The hilarity of their entrance had me cracking up. I laughed so hard, until tears streamed down my face. At that point, I didn’t know if they were real tears or not, but I couldn’t stop laughing.
“Yeah, she really looks like she’s in trouble,” Atticus said drily as he placed a hand on my shoulder and kissed my forehead.
“She wasn’t answering, and I was worried the worst was happening.” Ambrose seemed to come back to himself and stalked forward as he ran a long fingered hand through his hair.
Atticus smirked. “All that imagination running wild? Must be an occupational hazard.”
My laughter tapered off, but the tears kept coming. I tried to stop. With two handsome and sexy as hell men standing in my house, I didn’t want to be a basket case, but clearly, I had no idea how to get myself under control.
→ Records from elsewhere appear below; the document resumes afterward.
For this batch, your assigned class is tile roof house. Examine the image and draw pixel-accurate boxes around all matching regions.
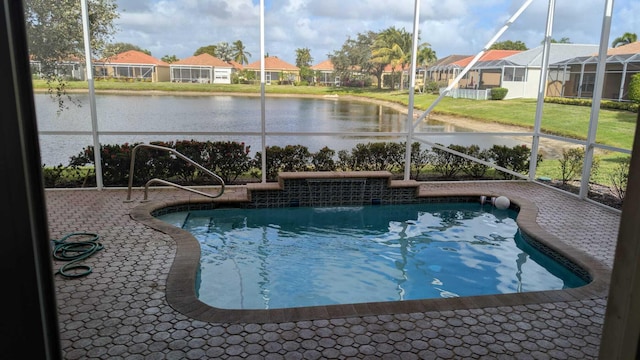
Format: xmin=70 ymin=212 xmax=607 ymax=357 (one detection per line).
xmin=245 ymin=56 xmax=300 ymax=84
xmin=310 ymin=59 xmax=336 ymax=85
xmin=94 ymin=50 xmax=170 ymax=82
xmin=550 ymin=41 xmax=640 ymax=101
xmin=170 ymin=53 xmax=233 ymax=84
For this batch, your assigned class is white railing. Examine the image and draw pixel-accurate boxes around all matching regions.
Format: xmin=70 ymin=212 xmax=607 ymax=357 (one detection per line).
xmin=440 ymin=88 xmax=492 ymax=100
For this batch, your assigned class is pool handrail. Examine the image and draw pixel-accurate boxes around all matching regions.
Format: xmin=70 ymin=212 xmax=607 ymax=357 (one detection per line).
xmin=125 ymin=143 xmax=225 ymax=202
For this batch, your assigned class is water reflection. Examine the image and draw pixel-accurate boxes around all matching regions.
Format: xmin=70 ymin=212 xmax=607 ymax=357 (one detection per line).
xmin=35 ymin=94 xmax=521 ymax=165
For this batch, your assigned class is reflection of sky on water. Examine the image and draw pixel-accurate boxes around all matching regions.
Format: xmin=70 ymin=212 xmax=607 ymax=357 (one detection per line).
xmin=35 ymin=94 xmax=521 ymax=165
xmin=157 ymin=203 xmax=585 ymax=310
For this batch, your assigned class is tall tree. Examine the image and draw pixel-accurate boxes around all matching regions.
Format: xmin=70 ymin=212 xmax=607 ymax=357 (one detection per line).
xmin=194 ymin=45 xmax=217 ymax=57
xmin=104 ymin=43 xmax=151 ymax=58
xmin=330 ymin=31 xmax=381 ymax=88
xmin=490 ymin=40 xmax=528 ymax=50
xmin=295 ymin=47 xmax=313 ymax=68
xmin=232 ymin=40 xmax=251 ymax=64
xmin=216 ymin=42 xmax=233 ymax=61
xmin=371 ymin=26 xmax=413 ymax=89
xmin=24 ymin=0 xmax=119 ymax=108
xmin=612 ymin=32 xmax=638 ymax=48
xmin=416 ymin=43 xmax=437 ymax=67
xmin=295 ymin=48 xmax=314 ymax=84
“Hey, hey. What’s this now?” Ambrose crouched down beside me. He gathered me in his arms, and immediately, some of the wildness inside me started to settle.
“Nothing.” I sniffed as I tried not to get snot all over his black T-shirt.
Atticus sighed behind me. “I hate to agree with Ambrose, but this doesn’t look like nothing.”
Ambrose squeezed me tight to him as I hiccupped and let all the tears I’d vowed to never shed in front of anyone fall. They were unstoppable, but each one that fell left me feeling better but empty, as if they were taking pieces of who I was with them.
I didn’t know if I would ever get them back, and I didn’t know if I wanted to.
“So no date tonight, huh?” Ambrose whispered into my hair.
All I could do was shake my head. I had been looking forward to this date all day. And now my own curiosity had ruined it for both of us.
Both men stood as silent sentinels while I slowly started to compose myself. By the time I sat back and wiped the residual wetness from my cheeks, I was too embarrassed to look them in the eyes.
We’d only just met, and twice, I’d cried in front of Ambrose, and now once in front of Atticus. There didn’t seem to be a whole lot of possibilities in moving forward. There was no hope before, but even if there had been, my errant moods would have killed it.